Efalizumab (Raptiva™) is no longer available. It was withdrawn from the market in 2009. This information page is of historical interest only.
Efalizumab belongs to the class of biological response modifiers called T-cell blockers. It is an effective treatment in patients with moderate to severe plaque psoriasis.
How does it work?
Efalizumab is a genetically modified form of mouse protein that is directed at blocking T cell activation and proliferation by binding to CD11a receptors on T cells. This stops the T cells from releasing cytokines, which are the primary cause of the inflammation, redness, itching and flaky skin patches characteristic of psoriasis.
How is it given?
Initial trials of efalizumab involved intravenous (IV) administration of the drug.
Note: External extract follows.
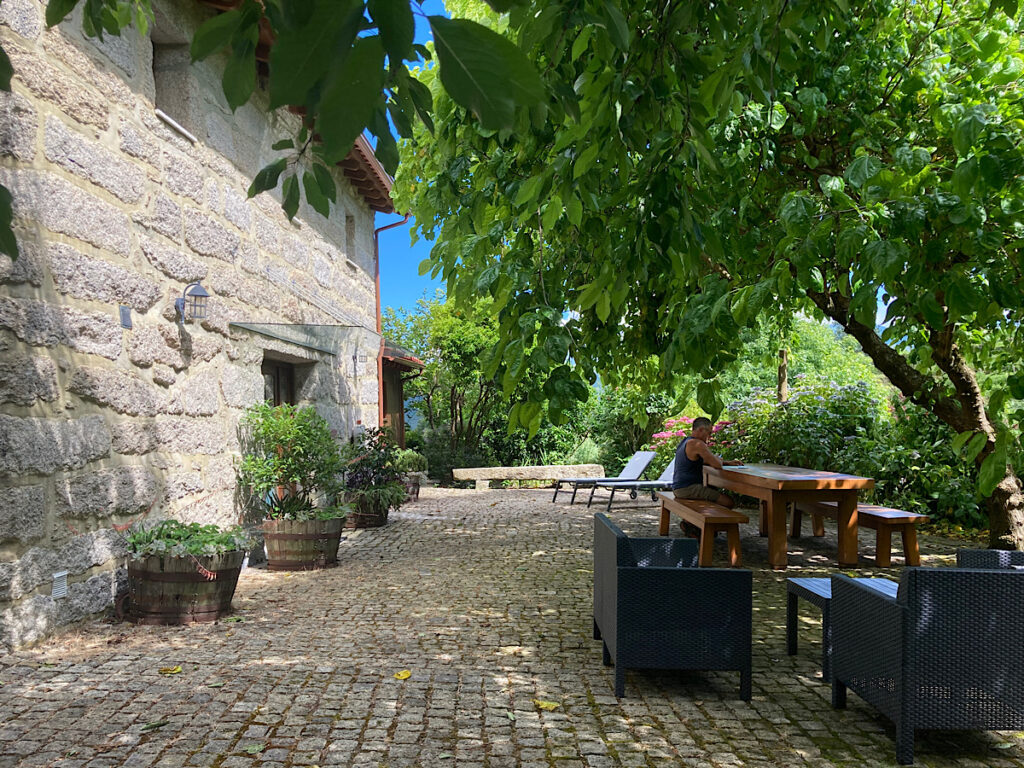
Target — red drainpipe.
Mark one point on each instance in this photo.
(377, 289)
However, a subcutaneous (SC) formulation has been developed and is currently being used. Once weekly dosing for a 12-week period improves psoriasis to some degree in about 50% of patients.
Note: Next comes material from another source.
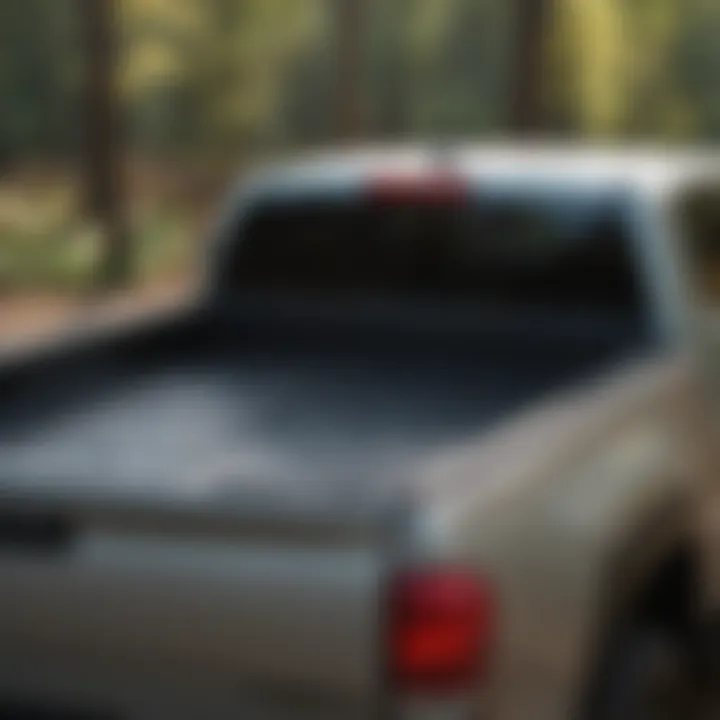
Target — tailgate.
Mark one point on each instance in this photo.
(98, 607)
Improvements in psoriasis made after 12 weeks of treatment can be maintained with further weekly doses or every-other week dosing.
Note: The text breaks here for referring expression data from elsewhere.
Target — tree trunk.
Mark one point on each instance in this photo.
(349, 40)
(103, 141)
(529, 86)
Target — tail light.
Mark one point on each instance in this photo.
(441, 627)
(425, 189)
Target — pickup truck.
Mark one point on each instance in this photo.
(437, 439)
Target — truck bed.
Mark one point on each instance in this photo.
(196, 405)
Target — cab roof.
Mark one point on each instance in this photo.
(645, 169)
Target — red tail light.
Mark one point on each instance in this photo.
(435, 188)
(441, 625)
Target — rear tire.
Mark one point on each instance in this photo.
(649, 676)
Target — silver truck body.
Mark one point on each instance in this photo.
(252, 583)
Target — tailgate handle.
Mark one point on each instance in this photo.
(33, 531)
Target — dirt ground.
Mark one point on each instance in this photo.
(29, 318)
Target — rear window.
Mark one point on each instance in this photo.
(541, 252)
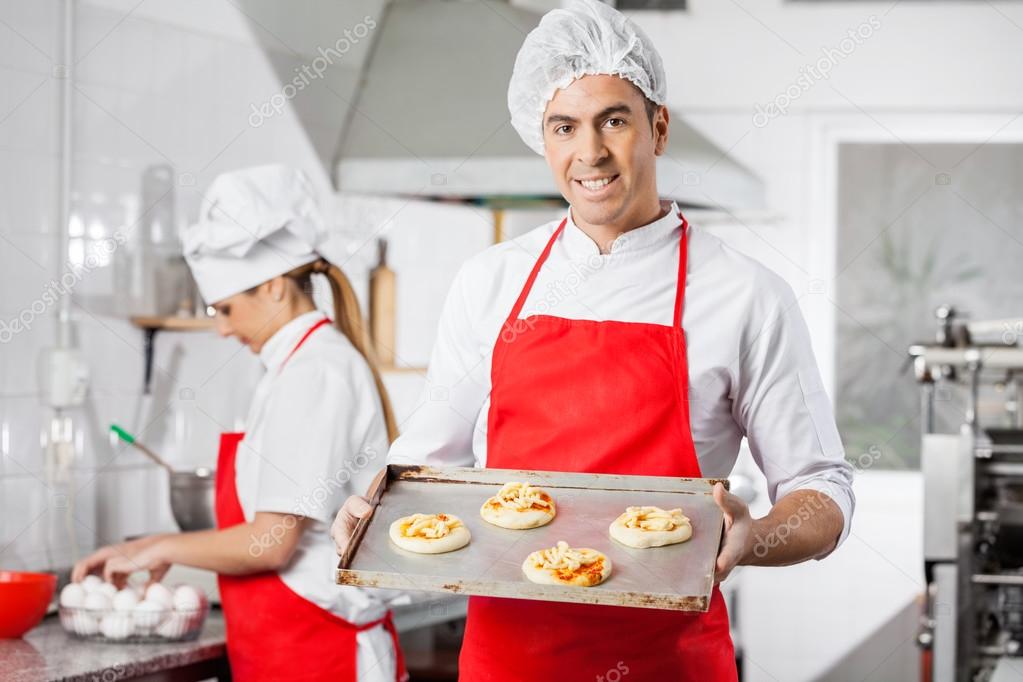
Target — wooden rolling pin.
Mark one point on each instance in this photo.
(382, 308)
Efalizumab appears to be well tolerated. The most frequently reported side effects included headache, nausea, chills, pain, fever and non-specific infection such as the common cold. These occurred most often after the first injection and became less with subsequent doses.
Risks of treatment
Efalizumab is an immune supressing agent and so increases susceptibility to infections.
WARNING: 9 April 2009. Genetech decided to voluntarily withdraw efalizumab (Raptiva) from the US market due to a potentially increased risk of progressive multifocal leukoencephalopathy (PML).
19 February 2009. The US Food and Drug Administration (FDA) Center for Drug Evaluation and Research has issued a Public Health Advisory Updated Safety Information about Raptiva (efalizumamb) because of four reports of patients taking this drug that developed the rare life-threatening brain infection, Progressive Multifocal Leukoencephalopathy (PML) and other infections.